9) Konsep deferensiasi Area Setiap tempat atau wilayah terwujud sebagai hasil integrasi berbagai unsur atau fenomena lingkungan baik yang bersifat alam atau kehidupan. Integrasi setiap fenomena menjadikan sesuatu tempat atau wilayah mempunyai corak individualitas tersendiri sebagai suatu region yang berbeda dari tempat atau wilayah lain. Unsur atau fenomena lingkungan bersifat dinamis sehingga menghasilkan karakteristik yang berubah dari waktu ke waktu. 10) Konsep Keterkaitan Keruangan Keterkaitan keruangan atau asosiasi keruangan menunjukkan derajat keterkaitan persebaran atau fenomena dengan fenomena yang lain di suatu tempat atau ruang, baik yang menyangkut fenomena alam, tumbuhan, maupun kehidupan sosial. c. Pendekatan Geografi Peter Haggett dalam Bintarto dan Surastopo Hadi Sumarno (1979: 12-30), mengemukakan tiga pendekatan dalam geografi, yaitu: 1) Pendekatan Keruangan (Spatial Approach) Pendekatan keruangan menekankan analisisnya pada variasi distribusi dan lokasi daripada gejala-gejala atau kelompok gejala-gejala di permukaan bumi, atau dapat dikatakan bahwa pendekatan keruangan digunakan untuk mempelajari perbedaan lokasi tentang sifat-sifat penting dari fenomena geografi. 2) Pendekatan Kelingkungan (Ecological Approach) Studi mengenai interaksi antara organisme hidup dengan lingkugan disebut ekologi. Oleh karena itu untuk mempelajari ekologi seseorang harus mempelajari organisme hidup seperti manusia, hewan dan tumbuhan serta lingkungan seperti litosfer, hidrosfer, dan atmosfer. Selain dari itu organisme hidup dapat mengadakan interaksi dengan organisme hidup yang lain. Manusia merupakan satu komponen dengan organisme hidup yang penting dalam proses interaksi oleh karena itu timbul pengertian ekologi manusia atau human ecology dimana dipelajari interaksi antara manusia dan antara manusia dengan lingkungan. 3) Pendekatan Komplek Wilayah (Regional Complex Approach) Kombinasi antara analisa keruangan dan analisa ekologi disebut analisa komplek wilayah. Pengertian differentiation, yaitu suatu anggapan bahwa interaksi antara wilayah akan berkembang karena pada hakekatnya suatu wilayah berbeda dengan wilayah lain. d. Geomorfologi Geomorfologi adalah ilmu tentang berbagai bentuk lahan di permukaan bumi baik di atas maupun di bawah permukaan laut dengan penekanan studinya pada: asal, sifat, proses perkembangan, susunan material, dan kaitannya dengan lingkungan. Pada dasarnya terdapat empat aspek besar dalam geomorfologi, yaitu:
(1) studi bentuk lahan (geomorfologi statik), (2) studi proses (geomorfologi dinamik), (3) studi cara terbentuk (geomorfologi genetik), (4) studi lingkungan (geomorfologi lingkungan) (Heru Pramono, 2003: 2). Geomorfologi merupakan bagian dari studi Geografi Fisis. Geografi Fisis adalah suatu tubuh dari prinsip-prinsip dasar ilmu pengetahuan alam yang terpilih antara lain geodesi, astronomi, kartografi, meteorology, dan klimatologi, pedologi, geografi tumbuhan, oceanografi fisik, geomorfologi, geologi, dan hidrologi. Geografi fisis merupakan studi dan perpaduan dari sejumlah ilmu kebumian yang memberikan pengertian umum tentang sifat-sifat lingkungan yang mengelilingi manusia (Heru Pramono, 2003: 3).

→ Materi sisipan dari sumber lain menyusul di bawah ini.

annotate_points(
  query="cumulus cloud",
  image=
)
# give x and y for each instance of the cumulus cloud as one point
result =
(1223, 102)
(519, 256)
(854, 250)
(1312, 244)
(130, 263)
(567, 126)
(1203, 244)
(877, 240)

2. Kajian Potensi Longsor Lahan a. Pengertian Potensi Potensi adalah kemampuan yang mempunyai kemungkinan untuk dikembangkan; kekuatan; kesanggupan; daya (KBBI, 2008: 1096). b. Pengertian Lahan Lahan diartikan sebagai lingkungan fisik yang terdiri atas iklim, relief, tanah, air, dan vegetasi serta benda yang ada di atasnya sepanjang ada pengaruhnya terhadap penggunaan lahan. Dalam hal ini lahan juga mengandung pengertian ruang dan tempat, dan mengandung makna lebih luas dari tanah dan topografi (Sitanala Arsyad, 2010: 304). c. Pengertian Longsor Lahan Tanah longsor adalah salah satu bentuk dari gerakan massa tanah, batuan dan runtuhan batu/tanah yang terjadi seketika bergerak menuju lereng bawah yang dikendalikan oleh gaya gravitasi dan meluncur di atas suatu lapisan kedap yang jenuh air (bidang luncur) (Paimin, dkk, 2009: 2).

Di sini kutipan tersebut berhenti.